IPIDIKLAT News – Cuaca buruk berupa hujan lebat dan potensi windshear melanda kawasan Bandara Internasional Soekarno-Hatta pada Senin, 6 April 2026. Kondisi cuaca ekstrem tersebut memengaruhi pergerakan pesawat, khususnya saat fase pendaratan, sehingga pihak otoritas bandara mengambil langkah responsif demi menjaga keselamatan penerbangan.
Yudistiawan, Assistant Deputy Communication & Legal KC Bandara Internasional Soekarno-Hatta, menjelaskan bahwa tim operasional segera mengimplementasikan prosedur darurat untuk mengendalikan situasi.
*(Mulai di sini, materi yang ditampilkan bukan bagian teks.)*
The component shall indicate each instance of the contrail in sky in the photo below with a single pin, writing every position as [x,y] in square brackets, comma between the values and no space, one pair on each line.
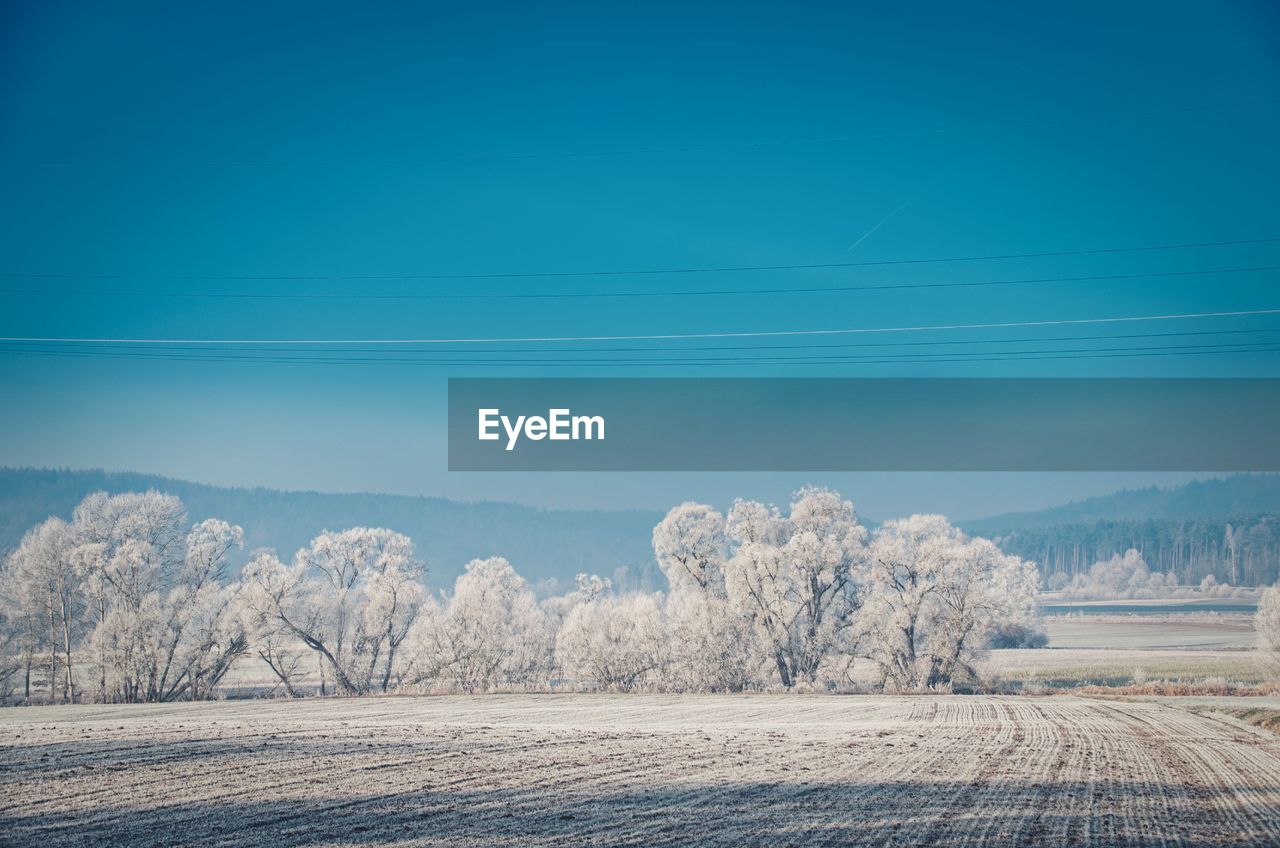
[887,218]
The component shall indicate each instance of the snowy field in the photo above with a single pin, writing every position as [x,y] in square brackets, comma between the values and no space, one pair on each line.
[640,770]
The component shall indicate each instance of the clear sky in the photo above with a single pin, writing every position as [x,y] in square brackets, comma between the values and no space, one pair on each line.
[155,160]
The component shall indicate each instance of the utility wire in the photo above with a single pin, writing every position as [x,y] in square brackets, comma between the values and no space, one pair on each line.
[808,290]
[684,149]
[653,336]
[932,355]
[1000,358]
[652,272]
[679,349]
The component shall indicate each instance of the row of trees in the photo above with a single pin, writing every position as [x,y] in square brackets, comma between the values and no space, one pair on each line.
[128,602]
[1242,551]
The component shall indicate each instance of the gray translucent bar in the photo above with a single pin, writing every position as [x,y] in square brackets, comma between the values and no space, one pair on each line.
[874,424]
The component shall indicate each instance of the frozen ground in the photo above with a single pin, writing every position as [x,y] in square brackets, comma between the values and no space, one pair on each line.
[566,770]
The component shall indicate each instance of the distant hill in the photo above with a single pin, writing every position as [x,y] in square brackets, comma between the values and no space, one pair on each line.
[1225,528]
[540,543]
[1215,498]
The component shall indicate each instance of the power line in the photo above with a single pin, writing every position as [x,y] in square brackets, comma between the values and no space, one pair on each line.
[767,361]
[684,149]
[238,354]
[679,349]
[649,337]
[650,272]
[808,290]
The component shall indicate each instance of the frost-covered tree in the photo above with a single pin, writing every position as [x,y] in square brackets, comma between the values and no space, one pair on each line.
[613,642]
[1266,625]
[489,633]
[798,579]
[163,623]
[936,598]
[709,647]
[44,602]
[351,597]
[689,545]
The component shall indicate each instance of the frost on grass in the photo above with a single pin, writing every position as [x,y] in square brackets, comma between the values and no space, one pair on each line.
[639,770]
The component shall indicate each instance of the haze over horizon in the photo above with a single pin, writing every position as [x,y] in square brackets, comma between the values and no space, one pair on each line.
[183,177]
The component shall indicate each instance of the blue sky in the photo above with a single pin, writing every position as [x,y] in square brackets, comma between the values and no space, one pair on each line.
[316,140]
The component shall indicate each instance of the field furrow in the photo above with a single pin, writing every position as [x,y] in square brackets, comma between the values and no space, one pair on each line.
[639,770]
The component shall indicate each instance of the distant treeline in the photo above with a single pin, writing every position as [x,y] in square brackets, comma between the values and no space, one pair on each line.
[1240,551]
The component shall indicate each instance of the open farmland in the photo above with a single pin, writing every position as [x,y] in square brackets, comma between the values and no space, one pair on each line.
[520,770]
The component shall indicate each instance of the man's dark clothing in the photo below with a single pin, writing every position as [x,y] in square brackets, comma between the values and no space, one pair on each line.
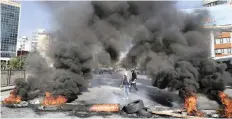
[125,81]
[133,80]
[134,76]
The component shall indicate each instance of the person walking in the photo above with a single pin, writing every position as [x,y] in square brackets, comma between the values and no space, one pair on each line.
[126,86]
[133,80]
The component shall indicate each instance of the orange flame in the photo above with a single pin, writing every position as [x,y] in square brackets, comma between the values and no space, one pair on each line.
[190,105]
[228,104]
[13,98]
[51,100]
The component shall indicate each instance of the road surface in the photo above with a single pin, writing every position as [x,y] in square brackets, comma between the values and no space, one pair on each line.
[105,89]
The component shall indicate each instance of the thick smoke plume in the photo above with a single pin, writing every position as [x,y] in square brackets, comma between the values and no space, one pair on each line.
[169,44]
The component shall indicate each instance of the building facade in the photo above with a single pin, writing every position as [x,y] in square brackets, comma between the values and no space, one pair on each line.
[40,41]
[24,44]
[219,23]
[10,17]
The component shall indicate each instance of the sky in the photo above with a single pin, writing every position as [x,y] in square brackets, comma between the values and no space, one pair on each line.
[34,15]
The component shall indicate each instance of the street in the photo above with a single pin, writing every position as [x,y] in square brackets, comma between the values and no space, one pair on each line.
[106,89]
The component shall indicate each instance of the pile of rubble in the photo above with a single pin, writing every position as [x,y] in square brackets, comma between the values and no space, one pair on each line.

Koordinasi intensif antara pihak bandara, AirNav Indonesia, dan maskapai penerbangan memastikan seluruh operasional tetap terkendali meskipun cuaca tidak bersahabat.
Dampak Cuaca Buruk di Bandara Soekarno-Hatta
Data dari Airport Operation Control Center (AOCC) menunjukkan angka signifikan terkait penyesuaian jadwal penerbangan akibat fenomena cuaca tersebut. Pihak otoritas bandara mencatat perubahan status penerbangan untuk memastikan keamanan seluruh penumpang dan krunya.
Berikut adalah rincian data dampak cuaca terhadap lalu lintas penerbangan per 6 April 2026:
| Keterangan | Jumlah Penerbangan |
|---|---|
| Pengalihan ke bandara lain | 12 |
| Holding | 14 |
| Go around | 13 |
| Kembali ke apron | 1 |
Selain langkah-langkah di atas, tim pengelola bandara memastikan bahwa seluruh fasilitas sisi udara seperti runway, taxiway, dan apron berfungsi normal. Pihak berwenang menjamin tidak ada genangan yang mengganggu kinerja landasan pacu tersebut.
Penanganan Kerusakan Ringan di Terminal 3
Cuaca ekstrem sempat memicu gangguan teknis pada satu titik atap di Boarding Lounge Gate 7 Terminal 3. Kondisi ini berlangsung singkat, yakni selama kurang lebih lima menit, sebelum petugas segera melakukan tindakan perbaikan di lokasi.
Petugas operasional bandara sigap melakukan pembersihan dan membatasi area yang terdampak agar kenyamanan pengguna jasa tetap terjaga. Berkat kesiapan tim di lapangan, kondisi di area tersebut segera kembali pulih dan operasional area terminal berjalan normal kembali.
Menariknya, pihak pengelola bandara kini meningkatkan pengawasan fasilitas menjadi 24 jam penuh. Tujuan dari kebijakan ini adalah untuk mengantisipasi potensi gangguan lain yang mungkin muncul akibat perubahan cuaca di masa depan.
Prosedur Keselamatan dan Imbauan bagi Penumpang
Yudistiawan menegaskan bahwa keselamatan dan keamanan penerbangan menduduki prioritas utama dalam setiap pengambilan keputusan operasional. Pihak manajemen terus memegang komitmen ini agar kepercayaan publik terhadap layanan bandar udara tetap terjaga dengan baik.
Oleh karena itu, pengelola mengimbau pengguna jasa untuk selalu memantau informasi jadwal penerbangan melalui kanal resmi maskapai masing-masing. Selain itu, penumpang perlu memeriksa layar informasi di area bandara secara berkala.
Selanjutnya, penumpang disarankan untuk tiba lebih awal di bandara. Langkah antisipasi ini penting agar calon penumpang bisa menyesuaikan diri apabila sewaktu-waktu terjadi perubahan jadwal akibat situasi yang tidak terduga.
Intinya, sinergi antara pihak bandara dan seluruh elemen pendukung menjadi kunci vital menghadapi situasi darurat. Dengan kesiapsiagaan yang konsisten, operasional penerbangan dapat tetap berjalan aman bagi seluruh masyarakat pengguna jasa transportasi udara pada tahun 2026 ini.